Later on, in the Seventies, I would see Marmor around. Once, I said, “Judd, don’t you remember me?” He said, “I do, but I’d rather not discuss it.” I tried to talk to him about Jane but he wouldn’t participate, he said he never talked about his patients. He let me know that it wasn’t cricket for me to be asking, and he gave me the sly. I said, “Hey! Don’t give me the sly, let’s talk about it.” I said, “It’s long, long overdue, what the fuck do you care? Do you care about your reputation at this point in your life?” Uh-uh, he didn’t want to be cornered. He said it was a very painful and tragic situation, and it was very difficult for him because there was nothing that could really be done.
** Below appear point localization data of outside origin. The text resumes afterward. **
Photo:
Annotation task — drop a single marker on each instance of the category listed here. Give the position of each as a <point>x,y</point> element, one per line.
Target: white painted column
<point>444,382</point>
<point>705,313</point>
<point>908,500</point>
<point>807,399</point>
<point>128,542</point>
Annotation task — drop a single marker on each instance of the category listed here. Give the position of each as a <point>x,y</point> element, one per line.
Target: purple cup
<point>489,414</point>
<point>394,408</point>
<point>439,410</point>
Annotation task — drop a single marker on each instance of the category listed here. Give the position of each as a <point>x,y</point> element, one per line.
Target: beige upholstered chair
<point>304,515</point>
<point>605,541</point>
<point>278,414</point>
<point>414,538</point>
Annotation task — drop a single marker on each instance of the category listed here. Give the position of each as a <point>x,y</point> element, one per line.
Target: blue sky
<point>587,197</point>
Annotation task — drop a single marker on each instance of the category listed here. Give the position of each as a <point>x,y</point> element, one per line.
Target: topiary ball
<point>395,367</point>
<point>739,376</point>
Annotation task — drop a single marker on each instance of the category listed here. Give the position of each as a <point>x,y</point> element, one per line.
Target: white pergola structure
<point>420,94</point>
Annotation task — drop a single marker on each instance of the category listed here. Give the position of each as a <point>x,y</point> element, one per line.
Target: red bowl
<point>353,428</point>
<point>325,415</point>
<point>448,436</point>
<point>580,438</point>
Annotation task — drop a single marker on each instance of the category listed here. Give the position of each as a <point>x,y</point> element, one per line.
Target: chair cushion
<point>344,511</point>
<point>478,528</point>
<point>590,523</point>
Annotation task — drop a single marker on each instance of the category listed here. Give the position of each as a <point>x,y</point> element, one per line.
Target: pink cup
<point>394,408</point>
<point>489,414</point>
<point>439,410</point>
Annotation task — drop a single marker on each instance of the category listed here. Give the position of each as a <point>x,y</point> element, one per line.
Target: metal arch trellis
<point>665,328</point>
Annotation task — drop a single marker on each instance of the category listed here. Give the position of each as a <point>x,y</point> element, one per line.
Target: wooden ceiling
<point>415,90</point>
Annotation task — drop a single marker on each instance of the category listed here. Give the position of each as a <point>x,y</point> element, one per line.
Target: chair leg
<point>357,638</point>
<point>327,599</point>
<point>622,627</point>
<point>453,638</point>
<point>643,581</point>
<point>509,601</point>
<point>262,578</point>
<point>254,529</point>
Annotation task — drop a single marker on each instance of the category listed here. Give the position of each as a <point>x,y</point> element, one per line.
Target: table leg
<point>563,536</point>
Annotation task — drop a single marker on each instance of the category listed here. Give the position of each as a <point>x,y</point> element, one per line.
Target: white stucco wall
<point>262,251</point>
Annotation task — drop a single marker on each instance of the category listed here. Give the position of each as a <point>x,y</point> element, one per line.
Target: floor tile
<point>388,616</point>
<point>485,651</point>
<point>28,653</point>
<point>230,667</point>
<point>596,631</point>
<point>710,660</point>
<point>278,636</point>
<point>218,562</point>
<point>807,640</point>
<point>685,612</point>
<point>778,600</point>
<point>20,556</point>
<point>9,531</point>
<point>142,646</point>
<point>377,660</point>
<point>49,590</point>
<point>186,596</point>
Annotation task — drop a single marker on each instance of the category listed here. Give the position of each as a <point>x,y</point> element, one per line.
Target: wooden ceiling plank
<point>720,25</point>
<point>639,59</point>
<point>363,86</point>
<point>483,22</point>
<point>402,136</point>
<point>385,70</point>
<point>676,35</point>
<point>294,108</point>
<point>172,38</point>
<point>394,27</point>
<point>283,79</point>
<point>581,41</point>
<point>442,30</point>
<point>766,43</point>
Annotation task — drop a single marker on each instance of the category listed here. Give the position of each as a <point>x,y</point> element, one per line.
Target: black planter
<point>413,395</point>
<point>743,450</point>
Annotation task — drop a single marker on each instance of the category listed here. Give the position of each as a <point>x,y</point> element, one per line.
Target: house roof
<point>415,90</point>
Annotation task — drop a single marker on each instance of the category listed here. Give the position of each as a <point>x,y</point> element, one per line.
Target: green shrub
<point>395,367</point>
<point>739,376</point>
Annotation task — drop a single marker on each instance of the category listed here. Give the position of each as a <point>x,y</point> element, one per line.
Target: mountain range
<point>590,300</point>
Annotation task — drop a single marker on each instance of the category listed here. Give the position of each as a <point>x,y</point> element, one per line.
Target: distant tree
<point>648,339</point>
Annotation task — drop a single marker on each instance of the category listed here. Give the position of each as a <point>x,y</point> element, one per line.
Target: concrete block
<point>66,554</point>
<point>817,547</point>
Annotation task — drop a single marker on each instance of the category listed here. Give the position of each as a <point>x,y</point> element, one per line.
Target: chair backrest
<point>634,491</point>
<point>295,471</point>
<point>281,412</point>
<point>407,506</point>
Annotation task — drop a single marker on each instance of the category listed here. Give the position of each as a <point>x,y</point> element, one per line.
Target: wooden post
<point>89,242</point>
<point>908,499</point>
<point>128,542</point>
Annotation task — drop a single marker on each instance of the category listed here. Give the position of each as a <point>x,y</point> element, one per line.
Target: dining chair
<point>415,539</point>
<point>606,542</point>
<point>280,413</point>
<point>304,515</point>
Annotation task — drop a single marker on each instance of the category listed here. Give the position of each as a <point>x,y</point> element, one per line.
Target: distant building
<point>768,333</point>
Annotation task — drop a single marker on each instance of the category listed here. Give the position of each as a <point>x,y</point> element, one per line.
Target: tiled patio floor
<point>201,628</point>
The day finally came when I decided. No more. I can’t do this, this is getting too fucking scary for me. You can’t tamper in that territory — you can create an explosion that you can’t cope with. This was not the way it was supposed to be, you’re the male nurse in a sense, and you don’t fuck the nursee. But at the same time, the doctor would say, “Whatever you do is okay.” Not Judd Marmor, but the other guy he’d recommended to take his place. Judd kept it fairly strict and straight up, but this doctor was a sleazeball. He was absolutely willing to play ball. I think that doctor was just bought, because he would say shit to me and I’d want to say, “Come on, pal, I don’t know that much about it, but I know that’s full of shit.” But I never said anything. He was in his fifties or late forties, I would say, slightly overweight, puffy-faced, with a mustache and a syrupy manner. Slightly unctuous. I told him this was getting too heavy for me, and that’s when he approached me about marrying Jane. He said, “It would be very lucrative for you, and your children would be taken care of for the rest of their lives.” Our children? You go, “What?!” He says you’ll be taken care of handsomely, you just have to marry this mad girl and everything will be hunky-dory. Mrs. Garland was there, too — the three of us in his office in Westwood somewhere. She was all for it. I guess she thought that she could make some sort of alliance with me. I said, “Well, you know, that’s a very interesting suggestion and I doubt if I could do it, but let me think about it.” Of course I wasn’t about to do it, I was just trying to get off the hook with my life. Those people were scary. When millions of dollars are involved, people do weird things. They wanted to keep Jane out of the hospital because she was so unhappy there, and they worried that if she went too far over the edge there would be no way to extract any money out of this situation.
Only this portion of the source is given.